Langkah yang harus dilakukan oleh Mubtadiah Ghoiru Mumayyizah pada bulan pertama sama dengan apa yang dilakukan oleh Mubtadiah Mumayyizah, hanya saja dia wajib mengqodlo’ sholat selama 14 hari yang wajib ditinggalkannya untuk bulan pertama, setelah itu pada bulan kedua dan seterusnya dia wajib mandi setelah darah yang keluar mencapai 1 hari 1 malam dan wajib menjalankan segala aktifitas ibadahnya.
3. Mu’tadah Mumayyizah
Yaitu wanita yang sudah pernah haidl dan suci, dan mengeluarkan darah melebihi batas maksimal haidl (15 hari 15 malam). Serta darah yang keluar dapat dibedakan antara yang kuat dan lemah dan memenuhi syarat-syarat mubtadi’ah Mumayyizah .
Mengenai hukumnya adalah sebagaimana Mubtadi’ah mumayyizah. Yaitu darah kuat dihukumi haidl dan darah lemah dihukumi istihadloh, Kecuali jika diantara keluarnya darah yang kuat dan lemah dipisah oleh Aqolluttuhri (masa minimal suci/15 hari), maka darah lemah yang jumlahnya sama dengan kebiasaan haidlnya, serta darah kuat yang keluar setelahnya dihukumi haidl. Dan darah lemah ditengahnya dihukumi istihadloh.
Contoh:
Seorang wanita yang kebiasaan haidlnya 3 hari, mengeluarkan darah selama 21 hari, dengan perincian: Darah lemah 19 hari, darah kuat 2 hari, maka haidlnya adalah 3 hari pertama, sesuai adatnya, dan 2 hari terakhir.

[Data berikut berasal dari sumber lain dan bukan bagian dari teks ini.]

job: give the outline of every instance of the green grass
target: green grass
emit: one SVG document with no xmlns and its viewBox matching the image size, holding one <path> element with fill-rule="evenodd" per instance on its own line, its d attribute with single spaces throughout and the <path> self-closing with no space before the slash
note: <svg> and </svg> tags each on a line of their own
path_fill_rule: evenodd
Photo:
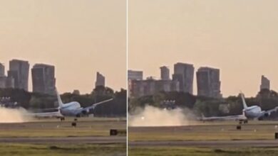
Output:
<svg viewBox="0 0 278 156">
<path fill-rule="evenodd" d="M 224 124 L 223 124 L 224 123 Z M 230 124 L 229 124 L 230 123 Z M 188 126 L 182 128 L 130 128 L 130 141 L 161 140 L 271 140 L 274 138 L 277 122 L 251 122 L 242 125 L 242 130 L 236 130 L 235 122 L 218 123 L 212 125 Z M 130 130 L 129 129 L 129 130 Z"/>
<path fill-rule="evenodd" d="M 0 143 L 0 155 L 126 155 L 124 144 L 113 145 L 34 145 L 34 144 L 4 144 Z"/>
<path fill-rule="evenodd" d="M 72 121 L 61 122 L 58 119 L 43 119 L 36 122 L 0 123 L 0 137 L 68 137 L 105 136 L 110 129 L 126 129 L 125 121 L 88 118 L 78 118 L 77 126 Z"/>
<path fill-rule="evenodd" d="M 262 156 L 278 155 L 278 148 L 129 147 L 129 156 Z"/>
</svg>

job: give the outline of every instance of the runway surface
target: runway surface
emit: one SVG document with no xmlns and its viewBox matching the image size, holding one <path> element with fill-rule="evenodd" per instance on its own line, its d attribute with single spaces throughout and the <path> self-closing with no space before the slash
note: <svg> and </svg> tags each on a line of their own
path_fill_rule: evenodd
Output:
<svg viewBox="0 0 278 156">
<path fill-rule="evenodd" d="M 278 147 L 278 140 L 197 140 L 197 141 L 132 141 L 129 147 L 180 146 L 199 147 Z"/>
<path fill-rule="evenodd" d="M 125 136 L 91 137 L 4 137 L 0 143 L 90 143 L 115 144 L 125 143 Z"/>
</svg>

Karena darah 2 hari itu, keluar setelah darah lemah melewati masa aqollu thuhri (15 hari 15 malam). sedangkan darah 16 hari ditengah tengah, dihukumi istihadloh.
Langkah yang harus dilakukan oleh Mu’tadah Mumayyizah pada bulan pertama dan bulan-bulan selanjutnya sama dengan Mubtadi’ah Mumayyizah.
4. Mu`tadah Ghoiru Mumayyizah Dzakiroh Li` Adatiha Qodron Wa waktan.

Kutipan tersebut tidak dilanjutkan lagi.